Symptoms
When implementing the workaround suggested for DSA-2024-021: iDRAC8 and iDRAC9 Security Update for CVE-2023-48795, it fails as follows:The issue is limited to a few of the 15G VxRail models and does not impact all of them.
Cause
aes128 Ciphers are disabled on some Server models in the Identity Module (IDM).
Resolution
The fix for DSA-2024-021 is in the newer iDRAC Firmware version.Workaround:Check the default Ciphers available on the Servers by running the below racadm command:
Racadm>>get idrac.sshcrypto.ciphers.
Output-1:
Racadm>>get idrac.sshcrypto.ciphers.
[Key=idrac.Embedded.1#SSHCrypto.1]
Ciphers=chacha20-poly1305@openssh.com, aes128-ctr, aes192-ctr, aes256-ctr, aes128-gcm@openssh.com, aes256-gcm@openssh.com
Run the below set command by removing Cipher "chacha20-poly1305@openssh.com"

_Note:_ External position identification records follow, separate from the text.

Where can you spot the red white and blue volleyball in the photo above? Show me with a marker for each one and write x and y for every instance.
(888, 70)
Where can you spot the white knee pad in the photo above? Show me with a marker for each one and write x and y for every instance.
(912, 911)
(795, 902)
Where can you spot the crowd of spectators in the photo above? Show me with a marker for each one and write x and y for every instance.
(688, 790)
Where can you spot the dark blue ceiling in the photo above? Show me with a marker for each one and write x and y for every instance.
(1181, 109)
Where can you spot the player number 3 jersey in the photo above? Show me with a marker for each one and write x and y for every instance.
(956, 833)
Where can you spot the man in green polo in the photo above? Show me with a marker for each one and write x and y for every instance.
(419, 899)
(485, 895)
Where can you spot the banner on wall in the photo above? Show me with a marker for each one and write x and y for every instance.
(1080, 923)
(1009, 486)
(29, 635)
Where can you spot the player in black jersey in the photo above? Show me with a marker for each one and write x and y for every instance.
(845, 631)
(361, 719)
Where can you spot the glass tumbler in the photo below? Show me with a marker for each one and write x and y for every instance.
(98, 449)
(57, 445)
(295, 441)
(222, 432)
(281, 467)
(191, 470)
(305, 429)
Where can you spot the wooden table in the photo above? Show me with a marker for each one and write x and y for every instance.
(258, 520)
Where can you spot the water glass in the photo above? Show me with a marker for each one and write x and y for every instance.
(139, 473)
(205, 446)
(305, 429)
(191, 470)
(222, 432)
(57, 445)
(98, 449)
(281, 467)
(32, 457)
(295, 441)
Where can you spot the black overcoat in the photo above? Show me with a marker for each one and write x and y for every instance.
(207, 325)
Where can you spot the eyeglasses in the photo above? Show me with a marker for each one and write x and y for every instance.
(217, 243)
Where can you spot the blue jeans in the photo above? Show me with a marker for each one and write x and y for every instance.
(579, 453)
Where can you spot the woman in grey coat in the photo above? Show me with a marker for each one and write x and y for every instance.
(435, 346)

Racadm>>set idrac.sshcrypto.ciphers aes128-ctr, aes192-ctr, aes256-ctr, aes128-gcm@openssh.com, aes256-gcm@openssh.com
Output-2:
Racadm>>get idrac.sshcrypto.ciphers
[Key=idrac.Embedded.1#SSHCrypto.1]
Ciphers=chacha20-poly1305@openssh.com,aes192-ctr,aes256-ctr,aes256-gcm@openssh.com.
Run the below set command by removing Cipher "chacha20-poly1305@openssh.com"
racadm>>set idrac.sshcrypto.ciphers aes192-ctr,aes256-ctr,aes256-gcm@openssh.com
[Key=idrac.Embedded.1#SSHCrypto.1]
Object value modified successfully.
NOTE: Set command to be run following the output.